When pipeline leaks, different pore size, different pressures, different carriers frequency distribution variation can cause vibrational energy Variation, vibration signal virtual value can also change.The amplitude instantaneous value that the virtual value of vibration signal describes signal is being adopted The size of sample time internal vibration, it is the average value to time series, is adapted to analysis continuous shaking signal.Pipeline leakage signal Multi-scale entropy is selected with uncertain, complexity and non-linear behavior, the present invention to judge the complexity of pipeline leakage signal Degree, while calculating sample entropy and comparing.Preprocessed signal 30 are taken at random, calculates separately its multiple dimensioned entropy and sample Entropy is shown in Table 1, table 2.

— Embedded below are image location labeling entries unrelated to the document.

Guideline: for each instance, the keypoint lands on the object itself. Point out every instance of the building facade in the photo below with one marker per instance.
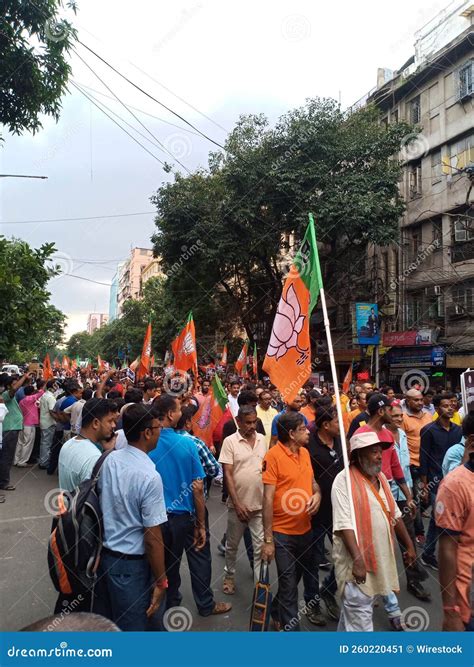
(424, 283)
(129, 280)
(151, 270)
(114, 291)
(96, 321)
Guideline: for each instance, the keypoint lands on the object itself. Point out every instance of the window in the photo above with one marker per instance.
(414, 310)
(416, 238)
(438, 233)
(463, 295)
(466, 80)
(414, 176)
(464, 228)
(436, 307)
(415, 110)
(436, 167)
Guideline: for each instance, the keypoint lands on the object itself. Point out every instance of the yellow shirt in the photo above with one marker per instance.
(266, 417)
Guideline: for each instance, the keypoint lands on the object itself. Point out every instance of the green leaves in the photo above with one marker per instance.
(260, 190)
(28, 320)
(33, 78)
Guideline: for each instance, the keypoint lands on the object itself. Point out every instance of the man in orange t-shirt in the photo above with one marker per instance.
(414, 419)
(454, 515)
(291, 497)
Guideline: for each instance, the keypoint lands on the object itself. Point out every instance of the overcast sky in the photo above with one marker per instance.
(209, 61)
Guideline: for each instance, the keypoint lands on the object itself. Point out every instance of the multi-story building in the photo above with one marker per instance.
(424, 283)
(130, 276)
(114, 291)
(96, 321)
(151, 270)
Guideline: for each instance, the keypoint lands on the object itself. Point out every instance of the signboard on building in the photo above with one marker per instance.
(367, 323)
(407, 338)
(420, 357)
(467, 390)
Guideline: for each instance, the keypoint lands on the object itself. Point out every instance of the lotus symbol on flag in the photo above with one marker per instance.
(287, 325)
(188, 344)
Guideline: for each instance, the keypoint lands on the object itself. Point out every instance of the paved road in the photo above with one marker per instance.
(28, 595)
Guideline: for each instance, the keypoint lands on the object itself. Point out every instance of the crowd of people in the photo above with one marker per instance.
(289, 497)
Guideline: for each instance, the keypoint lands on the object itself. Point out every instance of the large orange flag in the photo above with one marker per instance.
(224, 355)
(241, 363)
(144, 366)
(47, 370)
(347, 380)
(184, 347)
(288, 358)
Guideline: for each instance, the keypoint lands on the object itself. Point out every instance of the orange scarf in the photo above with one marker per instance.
(362, 513)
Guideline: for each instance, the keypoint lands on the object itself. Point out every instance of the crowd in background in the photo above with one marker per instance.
(280, 468)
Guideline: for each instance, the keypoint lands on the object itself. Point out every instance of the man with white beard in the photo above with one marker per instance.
(365, 567)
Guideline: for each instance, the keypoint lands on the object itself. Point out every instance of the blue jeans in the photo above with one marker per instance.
(47, 435)
(416, 477)
(129, 584)
(294, 555)
(433, 530)
(178, 536)
(319, 534)
(391, 606)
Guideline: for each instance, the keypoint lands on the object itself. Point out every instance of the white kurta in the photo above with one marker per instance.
(385, 580)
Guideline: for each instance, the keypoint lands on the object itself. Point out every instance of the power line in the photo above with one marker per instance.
(163, 147)
(92, 217)
(114, 69)
(89, 280)
(145, 113)
(117, 123)
(79, 87)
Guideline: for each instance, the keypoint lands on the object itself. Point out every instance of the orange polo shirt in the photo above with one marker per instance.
(412, 425)
(292, 475)
(309, 412)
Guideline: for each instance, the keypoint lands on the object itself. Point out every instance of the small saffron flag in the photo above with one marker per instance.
(184, 347)
(210, 412)
(241, 363)
(288, 358)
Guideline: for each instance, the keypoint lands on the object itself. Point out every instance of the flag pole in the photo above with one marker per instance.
(332, 362)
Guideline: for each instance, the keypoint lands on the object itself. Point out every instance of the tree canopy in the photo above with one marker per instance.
(29, 321)
(248, 211)
(34, 41)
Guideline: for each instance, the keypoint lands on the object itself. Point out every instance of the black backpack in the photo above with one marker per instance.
(75, 543)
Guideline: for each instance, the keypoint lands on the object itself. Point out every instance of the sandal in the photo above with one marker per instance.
(221, 608)
(228, 586)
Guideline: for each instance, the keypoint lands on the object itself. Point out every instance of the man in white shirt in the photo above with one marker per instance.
(79, 454)
(47, 423)
(365, 567)
(234, 389)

Table 1 is the multiple dimensioned entropy of PF component;
Table 2 is the sample entropy of PF component;
The leakage information that PF component is included as can be seen from Table 1 is from PF1To PF4Gradually successively decrease.Compare the more of PF component Scale entropy, it can be seen that PF1—PF3The multiple dimensioned entropy of component is relative to PF4It is bigger, illustrate the leakage information that the former includes More.Therefore preceding 3 PF component construction feature vector is selected, ambient noise, residual components pair can be greatly reduced in this way The influence of leakage signal.Feature vector is input to BP neural network to be trained, identify.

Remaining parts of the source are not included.